Hamilton swallowed. “For the time being.”

She nodded. She had a lot more questions, but there was no time to press Dr. Hamilton now. In the past hour, he’d gone down a lot of notches in her estimation, but she couldn’t simply walk away from him—not when Grant was hooked up to the equipment and about to go into the VR. And not when Mack and the others were in there and at the mercy of the Phoenix Project.

“And trying to kill the brother of one of the patients is a legitimate way to keep our project confidential?”

“No.” The researcher looked toward the door, then looked at the other people who’d just been held at gunpoint. “I had no idea he would order tactics like that. If it
was
him.”

“If it’s him, what are we going to do?” she challenged.

“It goes without saying that we’re all staying here until this thing is resolved.” He looked at each of them in turn. Everyone nodded, but Lily wondered if Durant was going to bail out, since he had the least investment here.

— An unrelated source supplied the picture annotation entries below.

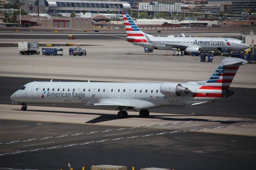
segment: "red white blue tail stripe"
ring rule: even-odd
[[[239,66],[247,61],[236,58],[224,59],[209,79],[194,93],[193,97],[209,99],[224,97]]]
[[[123,12],[122,15],[128,42],[147,42],[144,33],[140,30],[128,13],[127,12]]]

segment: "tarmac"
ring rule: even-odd
[[[239,68],[231,84],[233,96],[194,107],[156,108],[148,118],[129,111],[127,119],[119,119],[117,111],[83,105],[32,105],[22,111],[10,96],[28,82],[204,80],[224,57],[201,63],[199,57],[174,57],[171,51],[145,53],[113,35],[72,40],[12,36],[0,38],[0,44],[12,45],[0,45],[0,169],[68,169],[68,163],[74,169],[93,164],[255,169],[255,64]],[[13,44],[24,40],[81,44],[87,55],[70,56],[67,46],[63,56],[22,55]]]

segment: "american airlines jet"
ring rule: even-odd
[[[140,115],[146,117],[149,109],[198,105],[233,95],[228,87],[239,66],[246,63],[226,58],[209,79],[186,83],[34,81],[10,98],[13,103],[22,106],[22,111],[28,103],[70,103],[114,108],[120,111],[119,118],[127,117],[125,110],[140,110]]]
[[[226,48],[230,51],[241,51],[250,45],[234,38],[214,37],[155,37],[141,31],[127,12],[122,13],[127,37],[126,40],[136,45],[161,50],[176,50],[189,53],[220,50]]]

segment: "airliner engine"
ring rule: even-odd
[[[200,48],[198,47],[188,47],[185,51],[189,53],[191,52],[200,52]]]
[[[167,96],[178,96],[190,91],[187,88],[174,83],[164,83],[160,86],[161,93]]]

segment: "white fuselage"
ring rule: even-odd
[[[157,49],[174,50],[177,47],[198,47],[201,51],[216,50],[220,48],[231,51],[241,51],[249,46],[234,38],[204,37],[149,37],[152,42],[133,42],[134,45]],[[185,50],[186,47],[180,47]]]
[[[95,95],[94,105],[108,107],[114,105],[115,103],[117,105],[123,103],[126,109],[136,109],[162,106],[185,106],[220,98],[193,97],[194,93],[202,93],[199,89],[202,86],[188,83],[179,84],[187,87],[192,93],[179,96],[164,95],[160,90],[162,84],[35,81],[24,85],[24,89],[18,90],[11,99],[20,103],[86,104]],[[111,104],[108,105],[108,102]],[[108,106],[118,109],[114,106]]]

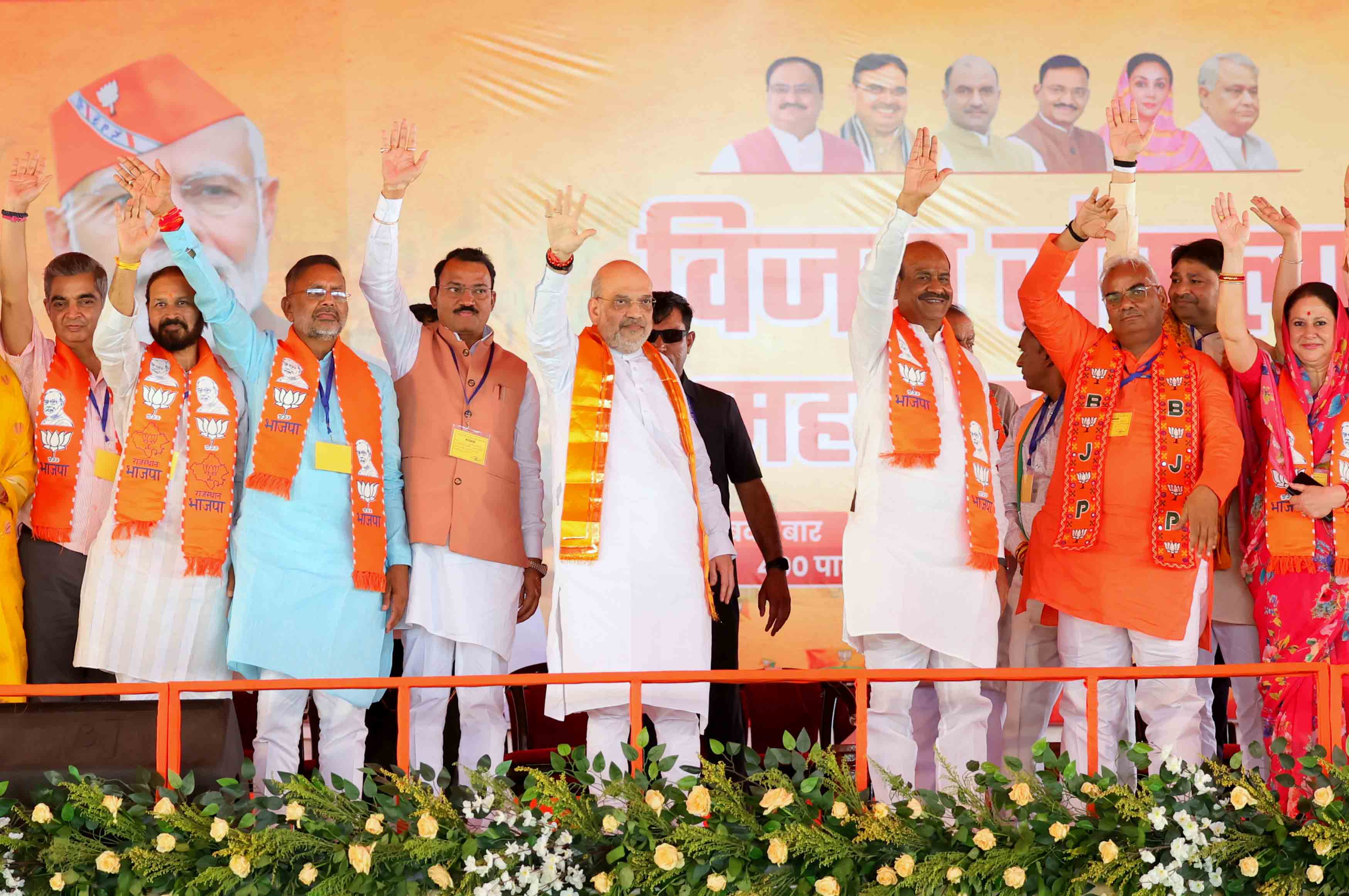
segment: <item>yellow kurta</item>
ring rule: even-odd
[[[32,494],[38,463],[32,455],[32,418],[19,378],[0,360],[0,684],[27,681],[23,641],[23,572],[19,571],[19,507]],[[15,703],[23,698],[0,698]]]

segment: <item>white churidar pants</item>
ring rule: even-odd
[[[491,648],[451,641],[421,626],[403,630],[403,675],[506,675],[506,660]],[[506,690],[457,688],[459,764],[478,768],[483,756],[491,768],[506,752]],[[434,773],[445,765],[445,715],[449,688],[413,688],[411,766],[429,765]],[[461,779],[465,780],[465,779]]]
[[[904,637],[902,634],[862,636],[869,669],[970,669],[973,664],[939,653]],[[877,799],[892,800],[893,792],[876,769],[885,769],[907,781],[913,781],[917,765],[917,744],[913,739],[913,691],[917,681],[877,681],[871,685],[871,706],[867,712],[867,760],[871,764],[873,789]],[[992,703],[981,691],[979,681],[936,681],[938,723],[936,749],[959,775],[970,760],[982,762],[987,756],[989,711]],[[946,779],[944,775],[940,776]],[[948,783],[942,781],[946,787]]]
[[[1066,667],[1149,667],[1194,665],[1199,657],[1203,592],[1207,586],[1207,561],[1199,563],[1190,598],[1190,621],[1179,641],[1157,638],[1141,632],[1087,622],[1063,613],[1059,615],[1059,656]],[[1099,681],[1097,717],[1099,723],[1099,768],[1116,769],[1120,758],[1120,730],[1128,699],[1126,681]],[[1148,742],[1156,748],[1152,771],[1160,765],[1161,750],[1187,762],[1203,760],[1199,745],[1199,717],[1203,702],[1194,679],[1143,679],[1137,687],[1139,712],[1148,726]],[[1063,749],[1079,768],[1087,761],[1087,688],[1082,681],[1068,681],[1063,688]]]
[[[669,772],[672,780],[684,777],[681,765],[697,765],[699,731],[697,714],[687,710],[666,710],[661,706],[642,704],[642,712],[656,726],[652,733],[650,746],[665,745],[665,758],[673,756],[674,766]],[[606,706],[600,710],[587,711],[585,722],[585,756],[594,762],[596,756],[604,756],[603,777],[608,773],[610,764],[616,764],[625,773],[627,772],[627,758],[623,756],[623,744],[627,744],[629,725],[626,706]],[[648,749],[650,749],[650,746]]]
[[[263,681],[293,676],[271,669],[262,671]],[[340,775],[357,788],[360,766],[366,764],[366,710],[314,691],[318,707],[318,771],[331,784]],[[299,771],[299,729],[305,718],[309,691],[258,691],[258,735],[254,738],[254,789],[266,793],[263,781],[281,779],[282,772]]]

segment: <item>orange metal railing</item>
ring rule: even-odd
[[[735,669],[693,672],[569,672],[533,675],[452,675],[440,677],[384,679],[278,679],[233,681],[167,681],[163,684],[19,684],[0,685],[0,696],[90,696],[154,694],[156,715],[155,766],[167,777],[182,762],[182,695],[205,691],[290,691],[326,688],[393,688],[398,694],[398,765],[409,766],[411,690],[417,687],[502,687],[529,684],[627,684],[631,744],[637,762],[642,749],[637,737],[642,727],[642,685],[715,681],[731,684],[788,681],[851,681],[857,688],[857,785],[866,789],[867,685],[876,681],[1083,681],[1086,684],[1087,769],[1097,771],[1098,685],[1101,681],[1190,677],[1257,677],[1265,675],[1310,675],[1317,679],[1319,742],[1326,750],[1342,746],[1344,717],[1336,707],[1344,703],[1344,676],[1349,665],[1329,663],[1267,663],[1248,665],[1176,665],[1120,668],[1032,668],[1032,669]],[[1244,745],[1242,745],[1244,746]]]

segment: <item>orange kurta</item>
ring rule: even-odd
[[[1021,313],[1027,327],[1050,354],[1063,378],[1072,383],[1083,351],[1103,332],[1059,296],[1059,283],[1077,252],[1064,252],[1051,236],[1021,283]],[[1143,352],[1151,358],[1160,339]],[[1199,478],[1225,501],[1241,475],[1241,430],[1232,410],[1226,378],[1207,355],[1182,351],[1198,367]],[[1125,375],[1140,358],[1124,352]],[[1105,456],[1101,530],[1087,551],[1055,547],[1063,511],[1063,464],[1056,464],[1044,511],[1031,530],[1031,549],[1021,594],[1089,622],[1120,626],[1178,641],[1184,637],[1194,594],[1194,569],[1167,569],[1152,560],[1148,526],[1152,518],[1153,414],[1152,381],[1124,386],[1116,413],[1132,413],[1129,432],[1113,436]],[[1064,426],[1059,452],[1068,435]],[[1210,569],[1213,567],[1210,561]]]

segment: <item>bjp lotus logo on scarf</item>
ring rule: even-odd
[[[360,499],[366,502],[366,506],[362,509],[362,513],[374,513],[370,509],[370,505],[371,505],[372,501],[375,501],[375,497],[379,495],[379,483],[378,482],[366,482],[364,479],[357,479],[356,480],[356,494],[359,494]]]
[[[66,449],[66,447],[70,444],[70,437],[74,436],[74,433],[53,432],[50,429],[39,429],[38,432],[42,433],[42,447],[51,452],[51,456],[47,457],[47,461],[61,463],[61,459],[57,457],[57,452]]]
[[[229,421],[221,417],[197,417],[197,432],[210,443],[205,445],[206,451],[220,451],[216,440],[224,439],[229,432]]]
[[[150,406],[150,413],[146,414],[146,420],[161,420],[159,414],[154,412],[169,408],[177,395],[178,391],[175,389],[161,389],[159,386],[150,385],[142,386],[140,397]]]
[[[271,390],[271,397],[277,401],[277,406],[282,409],[282,413],[277,414],[277,420],[290,420],[290,414],[285,413],[287,410],[294,410],[305,403],[309,398],[309,393],[295,391],[293,389],[282,389],[277,386]]]

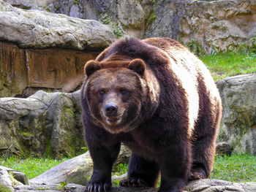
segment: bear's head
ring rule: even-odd
[[[112,134],[136,127],[146,97],[145,70],[146,64],[139,58],[86,63],[83,94],[94,122]]]

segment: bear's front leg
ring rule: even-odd
[[[89,145],[94,162],[94,172],[91,180],[86,184],[89,192],[106,192],[111,188],[112,166],[118,155],[120,143],[110,147],[97,144]]]
[[[186,139],[169,141],[157,153],[161,172],[158,192],[181,192],[188,183],[190,170],[190,145]]]

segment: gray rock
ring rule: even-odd
[[[216,145],[217,155],[230,155],[233,151],[233,147],[226,142],[217,142]]]
[[[57,158],[83,151],[78,95],[39,91],[27,99],[0,98],[0,153]]]
[[[172,37],[200,54],[255,49],[255,6],[244,0],[157,1],[145,37]]]
[[[0,0],[0,39],[20,47],[101,50],[115,40],[112,30],[96,20],[38,10],[24,10]]]
[[[217,82],[223,112],[219,141],[237,153],[256,154],[256,74],[227,77]]]

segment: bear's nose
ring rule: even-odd
[[[105,110],[106,112],[106,116],[115,117],[117,115],[118,107],[116,104],[108,104],[105,106]]]

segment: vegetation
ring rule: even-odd
[[[256,156],[248,154],[216,156],[211,179],[256,182]]]
[[[254,53],[217,53],[200,58],[208,66],[215,81],[228,76],[256,72],[256,54]]]
[[[51,167],[56,166],[67,158],[60,160],[53,158],[38,158],[29,157],[22,159],[18,157],[10,157],[9,158],[0,158],[1,166],[9,167],[25,173],[28,179],[34,178]]]
[[[67,158],[56,160],[10,157],[7,159],[0,158],[0,162],[1,166],[23,172],[29,179],[31,179],[66,160]],[[127,169],[128,164],[119,164],[113,169],[112,175],[120,176],[126,173]],[[211,178],[233,182],[256,182],[256,155],[233,154],[230,156],[216,156]]]

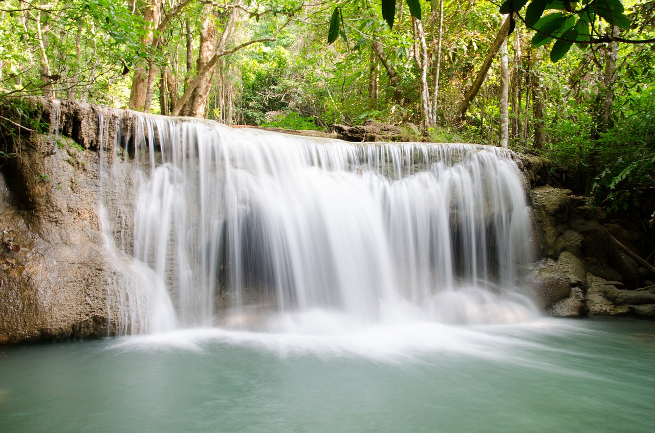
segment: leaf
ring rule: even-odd
[[[332,12],[332,18],[329,19],[329,30],[328,31],[328,44],[329,45],[339,37],[339,9],[337,6]]]
[[[394,26],[394,20],[396,18],[396,0],[382,0],[382,18],[389,25],[389,28]]]
[[[622,29],[630,28],[630,20],[624,14],[623,7],[621,7],[622,10],[620,10],[615,5],[610,3],[610,1],[611,0],[607,0],[607,5],[602,1],[600,3],[594,2],[597,3],[596,5],[596,14],[602,17],[609,24],[613,24]],[[609,6],[609,9],[607,6]]]
[[[533,46],[541,46],[553,40],[553,34],[567,21],[567,17],[561,12],[550,14],[542,17],[533,28],[537,33],[532,39]]]
[[[553,48],[550,50],[550,61],[553,63],[564,57],[565,54],[569,52],[572,42],[567,41],[557,41],[553,44]]]
[[[409,12],[417,20],[421,19],[421,3],[419,0],[407,0],[407,6],[409,7]]]
[[[528,0],[505,0],[500,5],[500,12],[503,15],[506,15],[510,12],[517,12],[525,6],[527,3]]]
[[[532,27],[544,14],[547,0],[533,0],[525,10],[525,25]]]

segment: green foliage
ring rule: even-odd
[[[500,12],[515,12],[521,16],[526,3],[525,0],[506,0]],[[561,12],[546,14],[549,10]],[[566,55],[573,44],[585,48],[590,43],[612,40],[616,35],[612,26],[629,29],[631,24],[624,12],[622,0],[532,0],[525,8],[525,17],[521,19],[536,32],[532,39],[533,46],[556,40],[550,52],[550,60],[555,63]],[[612,37],[599,32],[601,18],[610,26]],[[511,19],[514,20],[513,16]]]
[[[285,130],[320,131],[322,129],[316,126],[312,118],[303,116],[295,111],[283,111],[261,124],[262,126],[281,128]]]
[[[0,90],[113,102],[110,87],[147,55],[147,29],[121,0],[0,1]]]

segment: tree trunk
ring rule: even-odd
[[[539,84],[539,48],[535,50],[533,56],[533,67],[531,77],[531,87],[532,88],[533,114],[534,116],[534,139],[533,147],[535,149],[540,149],[546,144],[546,134],[544,132],[544,101],[542,99],[541,89]]]
[[[143,10],[143,20],[150,23],[154,27],[157,27],[159,24],[160,1],[161,0],[147,0],[145,7]],[[151,45],[153,42],[153,37],[154,33],[152,31],[150,31],[143,37],[141,42],[143,45]],[[154,56],[154,54],[151,54],[151,56]],[[149,72],[146,70],[146,67],[144,65],[138,66],[134,68],[134,75],[132,81],[132,89],[130,92],[129,104],[130,108],[132,110],[136,110],[137,111],[143,111],[145,110],[149,84],[151,81],[153,85],[154,85],[155,82],[155,76],[153,74],[156,73],[156,72],[153,71],[153,68],[152,65],[153,63],[153,59],[149,60],[147,65],[149,67]],[[150,79],[151,75],[153,77],[152,80]],[[152,94],[151,93],[151,97],[152,97],[151,95]]]
[[[487,57],[485,58],[485,61],[482,63],[482,67],[480,69],[479,72],[477,73],[476,80],[473,82],[473,85],[471,86],[471,88],[466,92],[466,95],[464,96],[464,100],[462,101],[459,108],[457,109],[457,114],[455,114],[455,123],[462,123],[466,118],[466,111],[468,110],[468,107],[470,107],[471,103],[473,102],[473,99],[475,99],[476,95],[480,91],[480,88],[482,87],[482,84],[484,82],[485,78],[487,77],[487,73],[489,72],[489,68],[491,67],[491,63],[493,61],[493,58],[496,56],[498,50],[500,49],[500,46],[502,44],[502,43],[507,39],[507,33],[509,29],[510,16],[508,15],[507,18],[505,19],[505,22],[502,24],[502,26],[500,26],[500,30],[496,35],[496,39],[494,40],[491,46],[489,47],[489,51],[487,52]]]
[[[618,29],[614,28],[614,34],[618,34]],[[612,42],[604,48],[605,67],[603,77],[598,83],[598,94],[593,104],[592,113],[593,123],[591,131],[591,140],[595,141],[607,132],[614,125],[612,119],[612,105],[614,103],[614,88],[616,84],[616,60],[618,57],[618,44]],[[588,197],[591,190],[591,182],[595,175],[595,167],[598,158],[597,147],[592,148],[589,155],[584,195]]]
[[[380,65],[377,63],[375,54],[371,54],[369,63],[369,99],[377,103],[379,93]]]
[[[391,88],[393,89],[392,98],[394,103],[402,104],[404,98],[403,97],[402,92],[399,88],[400,86],[400,77],[398,76],[395,68],[394,68],[394,65],[391,64],[391,62],[389,61],[389,60],[386,57],[386,54],[384,54],[384,49],[382,46],[382,44],[379,41],[373,41],[371,43],[371,47],[373,48],[373,51],[375,53],[377,58],[380,60],[380,63],[384,67],[384,71],[386,71],[386,76],[389,77],[389,82],[391,84]]]
[[[282,31],[282,30],[286,27],[290,22],[291,22],[291,18],[290,18],[286,20],[284,24],[277,29],[274,36],[271,37],[259,38],[257,39],[251,39],[247,42],[239,44],[233,48],[227,49],[227,45],[231,41],[232,33],[234,31],[234,25],[238,18],[236,13],[236,9],[233,8],[230,14],[230,18],[228,19],[228,22],[225,26],[225,29],[223,31],[223,34],[221,35],[221,39],[218,42],[218,47],[214,52],[214,56],[212,56],[206,64],[202,67],[202,69],[197,71],[195,77],[189,82],[187,89],[184,91],[184,94],[178,101],[178,103],[176,103],[175,107],[174,107],[171,110],[172,116],[178,116],[179,114],[182,107],[184,107],[184,105],[187,103],[187,101],[191,98],[191,95],[196,87],[200,85],[204,80],[206,79],[207,75],[212,70],[214,66],[216,64],[216,62],[219,58],[224,56],[231,54],[233,52],[236,52],[242,48],[258,42],[275,41],[277,39],[277,36],[279,33]],[[211,84],[211,80],[210,80],[210,84]]]
[[[432,117],[432,106],[430,103],[430,89],[428,87],[428,46],[425,42],[425,33],[423,31],[423,24],[421,20],[413,16],[412,22],[414,24],[416,38],[419,40],[414,57],[420,73],[421,121],[423,128],[427,129],[432,126],[430,120]]]
[[[521,73],[521,31],[514,30],[514,79],[512,92],[512,136],[518,138],[521,130],[521,82],[523,74]],[[522,143],[525,144],[525,143]]]
[[[500,45],[500,147],[510,143],[510,116],[508,105],[510,96],[510,65],[507,58],[507,41]]]
[[[432,7],[434,7],[434,0]],[[439,74],[441,67],[441,41],[443,39],[443,0],[439,2],[439,39],[437,43],[437,65],[434,73],[434,93],[432,94],[432,125],[437,124],[437,103],[439,98]]]
[[[168,68],[164,68],[162,71],[161,77],[159,78],[159,107],[162,116],[168,115],[168,98],[166,97],[166,82],[168,79]]]
[[[597,140],[601,134],[613,126],[612,105],[614,103],[614,87],[616,82],[616,60],[618,44],[612,42],[605,49],[605,70],[599,83],[598,94],[593,104],[593,126],[591,139]]]
[[[48,31],[48,26],[41,29],[41,10],[37,10],[35,14],[37,24],[37,37],[39,38],[39,48],[40,48],[41,59],[41,65],[39,67],[39,73],[41,75],[41,90],[43,96],[53,99],[54,98],[54,86],[52,85],[52,72],[50,70],[50,61],[48,60],[48,41],[43,33]]]
[[[216,53],[216,25],[213,14],[214,7],[211,3],[206,3],[202,7],[202,16],[204,19],[200,29],[200,44],[198,48],[198,59],[196,60],[196,71],[202,71]],[[188,60],[187,60],[188,61]],[[193,89],[191,96],[184,104],[180,114],[182,116],[204,117],[207,105],[207,97],[212,88],[212,77],[214,77],[214,66],[208,68]]]

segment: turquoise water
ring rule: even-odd
[[[0,348],[0,432],[655,431],[655,322],[200,329]]]

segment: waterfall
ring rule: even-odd
[[[122,264],[110,307],[125,332],[536,314],[517,280],[531,226],[507,150],[155,116],[132,137],[100,160],[107,248]]]

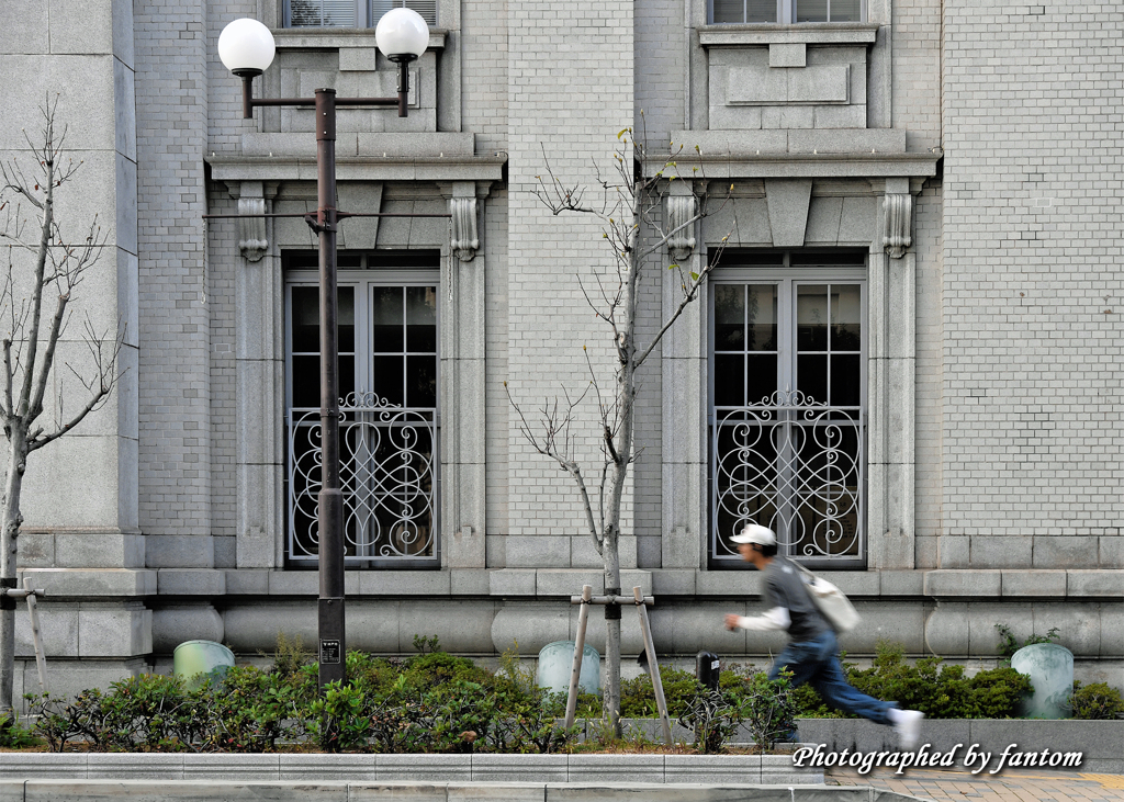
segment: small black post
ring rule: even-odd
[[[410,94],[410,63],[405,58],[398,62],[398,116],[406,117],[406,104]]]

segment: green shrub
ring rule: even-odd
[[[1070,704],[1073,705],[1075,719],[1115,719],[1124,713],[1121,692],[1104,682],[1085,686],[1080,682],[1073,682]]]
[[[432,690],[453,682],[488,683],[491,675],[468,657],[454,657],[445,651],[410,657],[402,667],[406,683],[417,690]]]
[[[668,704],[668,716],[671,718],[681,716],[703,691],[703,685],[694,674],[678,668],[660,669],[660,684],[663,685],[663,699]],[[659,714],[651,676],[643,674],[635,680],[624,680],[620,683],[620,716],[638,719]]]
[[[879,642],[870,668],[844,663],[847,682],[876,699],[919,710],[933,719],[1010,718],[1022,698],[1032,692],[1030,677],[1010,667],[981,671],[966,677],[963,666],[941,665],[923,657],[910,665],[900,644]],[[807,689],[807,690],[805,690]],[[809,686],[797,689],[800,713],[818,716],[831,708]]]
[[[1015,653],[1023,648],[1023,646],[1031,646],[1033,644],[1051,644],[1061,637],[1058,635],[1058,628],[1051,627],[1045,635],[1031,634],[1026,640],[1019,645],[1014,634],[1012,634],[1010,627],[1007,625],[995,625],[995,631],[999,634],[999,656],[1007,663],[1010,663],[1010,658],[1014,657]]]
[[[24,749],[37,746],[39,739],[19,723],[19,716],[0,716],[0,747],[4,749]]]

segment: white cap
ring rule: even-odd
[[[776,546],[777,536],[773,535],[772,529],[769,527],[762,527],[756,523],[746,523],[745,528],[742,529],[741,535],[735,535],[729,538],[734,543],[752,543],[758,546]]]

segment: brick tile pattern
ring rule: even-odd
[[[945,3],[943,532],[1050,536],[1035,566],[1121,567],[1122,35]]]
[[[209,313],[201,302],[207,203],[202,0],[134,10],[139,293],[139,522],[210,534]]]

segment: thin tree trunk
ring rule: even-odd
[[[620,595],[620,550],[616,522],[605,532],[605,592]],[[620,731],[620,607],[605,608],[605,693],[602,701],[609,718],[609,729],[619,738]]]
[[[0,531],[0,590],[16,586],[16,539],[24,522],[19,495],[24,486],[27,455],[25,432],[12,428],[8,454],[8,475],[2,499],[3,529]],[[0,714],[12,710],[12,683],[16,676],[16,600],[0,601]]]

Maybe Hamilton was thinking the same thing because he said to the orderly, “And I’ll be paying you double your hourly wage.”

“Yes, sir. Thanks.”

“The phone call you got while we were talking to Mack was from Sterling?” she asked.

He hesitated for a moment, then said, “Yes.”

“Maybe you’d better tell him we need a safe working environment.”

“Right.”

She clenched and unclenched her hands, wondering if she was making a foolish decision. “But before you do, I want to go back into the VR.”

She wasn’t sure if Hamilton would put up objections, but his quick agreement unsettled her. Did he think that sending her into the VR was a good way to get rid of her?

She glanced toward Landon, who looked like he was going to throw up whatever it was he’d had for lunch. She knew from office conversations with him that he’d seen the Phoenix Project as an exciting challenge, a chance to take Virtual Reality into a whole new realm.

“Is it stable in there?” she asked.

“At the moment, yes.”

“Keep trying to get rid of the hacker.”

“Of course,” he bit out.

“My sister said his name was Preston. Does that mean anything to you?”

He shook his head.

“Maybe you can get a line on him—find out something that might be useful.”

“Yeah.”

“Keep the computer hookup open in the business center so we can talk if we have to.”

“Okay.”

She thought for a moment. “And can you have me return directly there instead of to my room?”

“I’d have to fiddle with some stuff.”

“Why can you send Grant there?”

“He’s a new subject. I set up his entry point there. Yours is in your bedroom.”

“Okay. Wait a couple of minutes, and send him in. As soon as I arrive, I’ll head downstairs.”

“Yeah. You might need some stuff from your room.”

“Uh huh,” she answered, wondering if Grant was going to need medical attention.

She went to the storage cabinet where the gowns were kept and took one out. As Grant had done, she pulled the top on, then shucked out of her slacks. When she was dressed like one of the patients, she lay down in the bed she’d occupied before.

Hamilton came over and began attaching the necessary equipment. Like Grant, she wasn’t in a coma, which meant she needed to be sedated.

She’d been excited when Hamilton had initially suggested sending her into the environment Landon had created. Now she couldn’t shake a feeling of dread. There were too many ways to die in there—but she wasn’t going to leave Mack and Grant to face them alone, starting with her conviction that Grant might not survive the transition without help.